Whether we admit to it or not, there is a reason why we like or dislike the places we have been and where we live. Sometimes it is a very superficial reason as to why we like a place. Other times we have to look deeply into why we like or dislike a certain district, town, or park. Often, first impressions make the biggest impact on us. Most of us aren’t urban planners, architects, or community designers by trade, but we still have an internal instinct that makes us form a feeling instantly.
It seems somewhere along the way we have forgotten how to make the places around us meaningful. We have sacrificed character and charm for easier and cheaper methods. We have removed or are planning to remove historical buildings to make way for less important uses. Streets have taken precedent over sidewalks or bike lanes. One day it just swept into towns across America and elsewhere to abandon what made their towns successful in the first place. The desire for malls, then big box stores, strip malls, buildings that all look a like, and homes that only come in four models seemed to be the best possible solution.

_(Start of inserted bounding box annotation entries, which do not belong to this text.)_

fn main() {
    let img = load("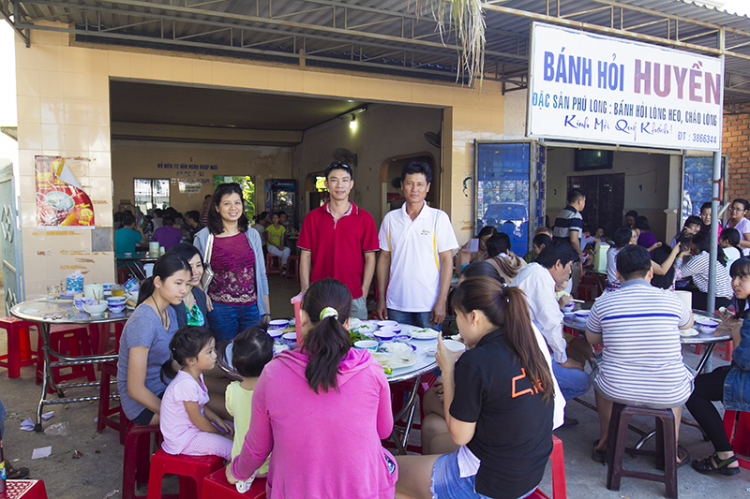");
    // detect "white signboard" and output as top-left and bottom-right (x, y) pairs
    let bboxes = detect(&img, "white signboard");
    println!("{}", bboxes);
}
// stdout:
(527, 23), (724, 151)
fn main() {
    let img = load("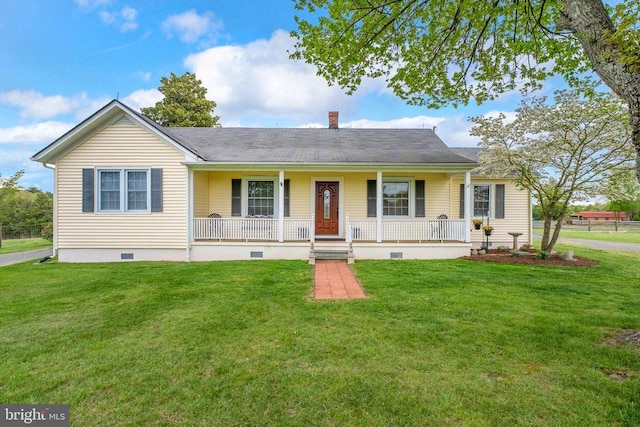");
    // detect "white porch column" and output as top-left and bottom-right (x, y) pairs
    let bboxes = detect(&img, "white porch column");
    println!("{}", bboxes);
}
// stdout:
(278, 170), (284, 243)
(464, 171), (473, 243)
(376, 171), (382, 243)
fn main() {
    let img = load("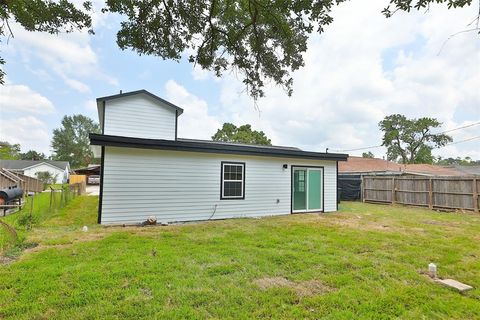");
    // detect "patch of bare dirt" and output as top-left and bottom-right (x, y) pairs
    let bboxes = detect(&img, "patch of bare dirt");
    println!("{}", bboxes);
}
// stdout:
(254, 277), (336, 297)
(423, 220), (462, 227)
(0, 256), (15, 265)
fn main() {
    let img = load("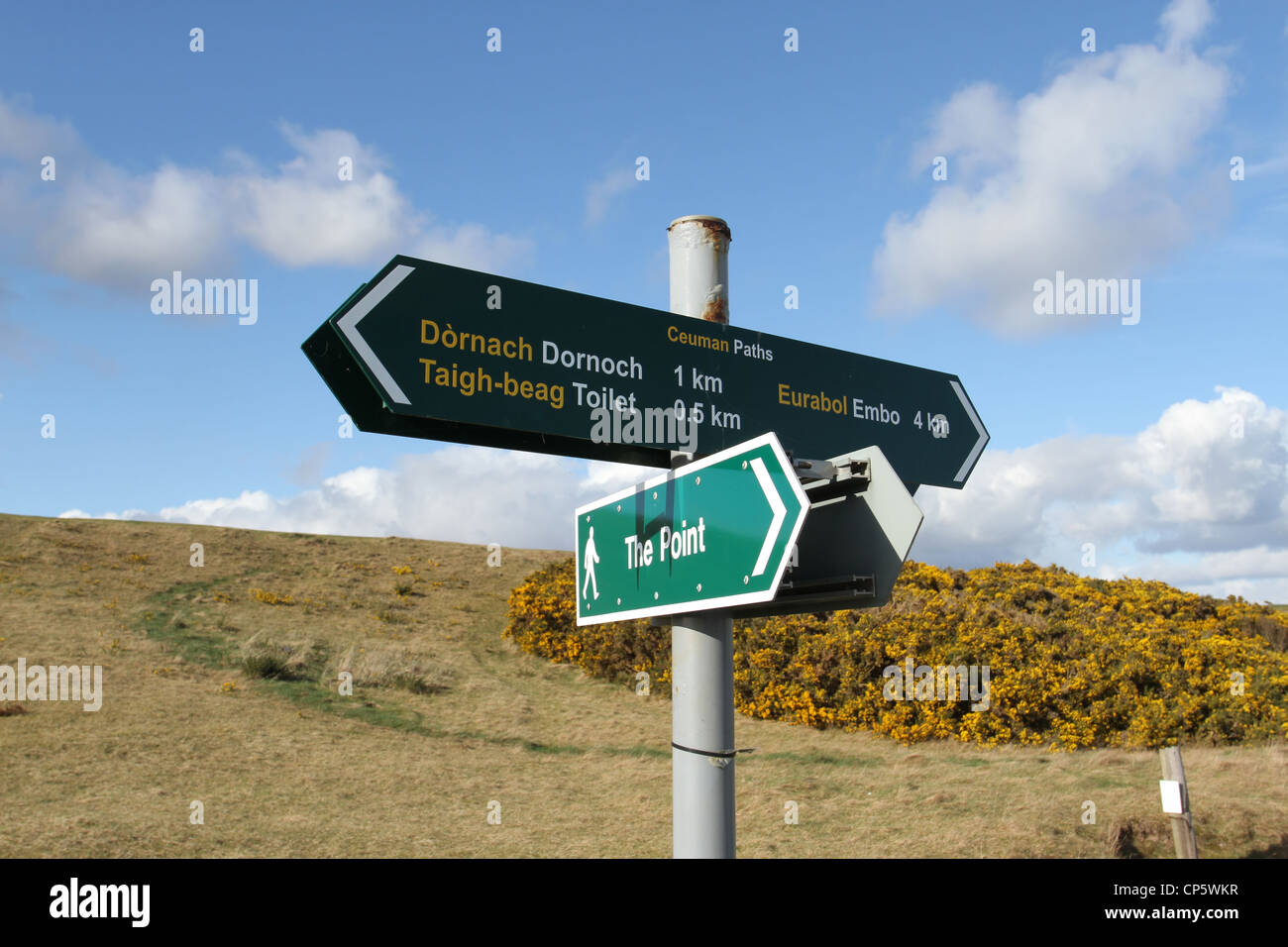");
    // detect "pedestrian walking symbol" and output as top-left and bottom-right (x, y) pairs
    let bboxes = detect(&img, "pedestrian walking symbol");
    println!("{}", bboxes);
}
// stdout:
(581, 527), (599, 598)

It seems there is a new revolution known placemaking hitting most major progressive cities and states that have tried everything else to revitalize themselves. It’s a very simple concept capitalizing on a local community’s assets, inspiration, and potential, ultimately creating good public spaces that promote people’s health, happiness, and well-being. The term and the idea aren’t new, but hopefully as we are currently being forced to look deeper into many issues we revisit it and welcome it with open arms.